L’uomo di Calcutta di Abir Mukherjee
L’uomo di Calcutta è un giallo poliziesco ambientato in India nel 1919, un’epoca di tumulti e rivolte, il periodo delle lotte per l’indipendenza che avverrà ufficialmente solo tanti anni dopo, ma che già nel primo Dopoguerra trova le sue radici indipendentiste.
È un romanzo affascinante, sia per la trama che si svolge attorno ad un caso di omicidio politico, sia per la narrazione storica degli avvenimenti, a tratti molto commovente e che fa riflettere sul male che l’essere umano è in grado di compiere. E che purtroppo continua a compiere.

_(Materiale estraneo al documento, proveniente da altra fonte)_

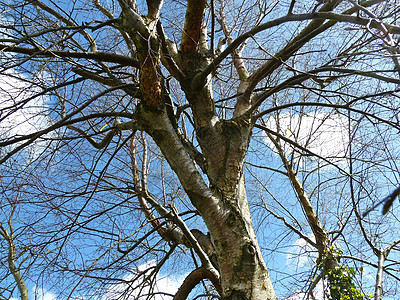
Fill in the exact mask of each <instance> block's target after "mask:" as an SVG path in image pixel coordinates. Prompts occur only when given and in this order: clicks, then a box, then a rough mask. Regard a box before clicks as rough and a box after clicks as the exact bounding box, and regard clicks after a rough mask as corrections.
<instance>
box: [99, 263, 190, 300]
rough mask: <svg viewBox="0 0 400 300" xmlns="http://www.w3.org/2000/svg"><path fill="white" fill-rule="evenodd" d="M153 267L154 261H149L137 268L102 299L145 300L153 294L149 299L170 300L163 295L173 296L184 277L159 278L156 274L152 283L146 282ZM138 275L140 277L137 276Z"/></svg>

Il protagonista è il Sahib Wyndham (non vi preoccupate per i termini indiani, perché in fondo al libro vi è un’interessantissima lista dei significati), un giovane capitano britannico, veterano della Grande Guerra, che porta con sé – e su di sé – le conseguenze psicologiche di quella tragica esperienza. Wyndham accetta l’incarico assegnatogli in India per sfuggire dai suoi ricordi dolorosi, che lo tormentano e che cerca di annegare con l’uso di oppiacei, ma invano. Infatti il dolore della guerra e dei lutti che essa ha comportato lo seguirà fino a Calcutta: non si sfugge dal dolore, bisogna affrontarlo e attraversarlo. Wyndham sarà in grado?
Con il capitano andiamo alla scoperta di Calcutta, della sua società, delle sue numerose contraddizioni e nelle viuzze complicate dei suoi quartieri più antichi e più poveri. Interessanti sono le tematiche che ritroviamo: dall’atteggiamento di iniziale superiorità da parte dell’uomo britannico nei confronti del popolo colonizzato, fino alla presa di coscienza del male umano.
È un romanzo coinvolgente e piacevole, alla fine del quale si è riflettuto molto, non solo per scoprire il colpevole, ma soprattutto sulla situazione storica. È uno di quei libri, di cui pensi “bello, bello, bello”. Non penso si debba aggiungere altro.